Ce n’était pas la prise de la Bastille, mais presque. A Saint-Denis, dernière demeure de nombreux rois de France, il y avait comme une atmosphère révolutionnaire. Dans le rôle du monarque en sursis, Raymond Domenech, hué par le Stade de France.
Le sélectionneur français en avait d’ailleurs rajouté ces derniers jours, en invoquant tour à tour la guillotine et l’échafaud. Les drapeaux bleu-blanc-rouge distribués aux spectateurs pour colorer le stade au tiers vide (53.027 spectateurs... ) en rajoutaient dans l’ambiance sans-culotte.
Pourtant, les coupeurs de têtes en furent pour leur frais. En assurant trois points face à la Serbie, les Bleus ont sauvé la patrie, sans toujours convaincre. La faute à une fébrilité qui a failli coûter cher à l’arrière-garde bleue en début de match. Même imprécision dans l’attaque tricolore, où Benzema et Henry peinent toujours à combiner. Le premier est d’ailleurs remplacé à la mi-temps par Nicolas Anelka. Un changement qui donne de l’air aux Bleus.

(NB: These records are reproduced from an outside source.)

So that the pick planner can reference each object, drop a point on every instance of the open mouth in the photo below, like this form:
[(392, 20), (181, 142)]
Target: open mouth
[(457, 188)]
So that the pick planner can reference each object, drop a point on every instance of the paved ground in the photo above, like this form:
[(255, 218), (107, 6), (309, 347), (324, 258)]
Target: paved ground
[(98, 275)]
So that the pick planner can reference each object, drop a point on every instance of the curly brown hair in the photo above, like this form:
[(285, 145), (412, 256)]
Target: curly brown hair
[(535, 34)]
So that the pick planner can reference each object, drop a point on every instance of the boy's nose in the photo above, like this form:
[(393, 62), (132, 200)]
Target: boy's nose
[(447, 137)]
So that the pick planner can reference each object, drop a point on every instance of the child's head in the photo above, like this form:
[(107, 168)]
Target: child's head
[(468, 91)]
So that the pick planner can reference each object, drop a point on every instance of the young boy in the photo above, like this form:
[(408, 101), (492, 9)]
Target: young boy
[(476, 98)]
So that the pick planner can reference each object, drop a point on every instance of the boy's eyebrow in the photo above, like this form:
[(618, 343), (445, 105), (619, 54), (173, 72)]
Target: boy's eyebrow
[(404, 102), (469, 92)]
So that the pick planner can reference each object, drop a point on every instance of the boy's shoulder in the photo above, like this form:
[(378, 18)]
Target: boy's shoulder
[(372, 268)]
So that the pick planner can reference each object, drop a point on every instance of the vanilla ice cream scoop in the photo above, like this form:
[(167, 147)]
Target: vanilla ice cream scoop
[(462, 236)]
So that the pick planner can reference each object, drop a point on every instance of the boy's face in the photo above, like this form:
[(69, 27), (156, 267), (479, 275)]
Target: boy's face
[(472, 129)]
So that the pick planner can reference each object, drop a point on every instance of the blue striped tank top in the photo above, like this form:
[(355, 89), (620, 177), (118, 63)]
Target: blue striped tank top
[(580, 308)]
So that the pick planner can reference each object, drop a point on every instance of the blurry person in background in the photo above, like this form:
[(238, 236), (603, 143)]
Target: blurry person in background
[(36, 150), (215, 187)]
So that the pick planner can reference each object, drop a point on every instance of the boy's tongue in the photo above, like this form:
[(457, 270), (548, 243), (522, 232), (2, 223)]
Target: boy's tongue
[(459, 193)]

Résultat à la 54e minute. Slalom de Govou dans la défense, qui sert Henry à la limite du hors jeu, côté droit. Un extérieur du pied dans le petit filet plus tard, le stade explose. Domenech souffle.

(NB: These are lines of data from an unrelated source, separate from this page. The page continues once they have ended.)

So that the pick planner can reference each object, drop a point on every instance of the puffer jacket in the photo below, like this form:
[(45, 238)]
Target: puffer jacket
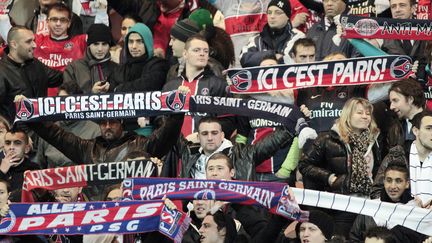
[(244, 157), (98, 150), (328, 155), (30, 79), (88, 70)]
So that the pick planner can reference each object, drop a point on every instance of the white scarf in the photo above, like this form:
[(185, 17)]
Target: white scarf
[(420, 175)]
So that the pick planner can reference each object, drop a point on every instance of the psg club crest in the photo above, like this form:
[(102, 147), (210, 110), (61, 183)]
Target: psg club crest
[(8, 222), (400, 67), (366, 27), (25, 110), (68, 46), (242, 80), (175, 100)]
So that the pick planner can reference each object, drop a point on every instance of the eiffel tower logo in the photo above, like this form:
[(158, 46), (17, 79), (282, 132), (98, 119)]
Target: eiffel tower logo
[(24, 109)]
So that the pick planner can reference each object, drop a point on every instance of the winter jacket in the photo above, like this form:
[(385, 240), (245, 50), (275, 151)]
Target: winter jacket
[(30, 79), (98, 150), (205, 83), (144, 73), (48, 156), (363, 222), (324, 42), (266, 43), (88, 70), (244, 157), (328, 155)]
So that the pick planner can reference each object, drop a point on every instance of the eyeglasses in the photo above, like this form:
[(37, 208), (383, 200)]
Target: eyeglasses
[(55, 20)]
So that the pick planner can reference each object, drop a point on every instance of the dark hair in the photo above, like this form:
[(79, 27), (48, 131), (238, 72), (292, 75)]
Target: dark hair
[(221, 156), (60, 7), (268, 56), (13, 32), (71, 88), (221, 45), (194, 37), (209, 119), (5, 123), (306, 42), (416, 121), (410, 88), (8, 187), (381, 233), (133, 16), (137, 154), (223, 220), (398, 166)]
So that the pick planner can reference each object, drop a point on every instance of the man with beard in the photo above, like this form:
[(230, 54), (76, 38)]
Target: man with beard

Le Stade de France acclame le roi Henry. Nouvelle ovation une poignée de minutes plus tard pour le but de la délivrance, œuvre de Nicolas Anelka (63e), seul entre trois défenseurs serbes. Les Bleus pensent bien avoir retrouvé l’essentiel, la confiance qui leur fait cruellement défaut depuis juin. Pas pour longtemps. Sur corner, Branislav Ivanovic réduit la marque (2-1, 77e), trop tard. Les Bleus ont rempli le contrat, la guillotine attendra.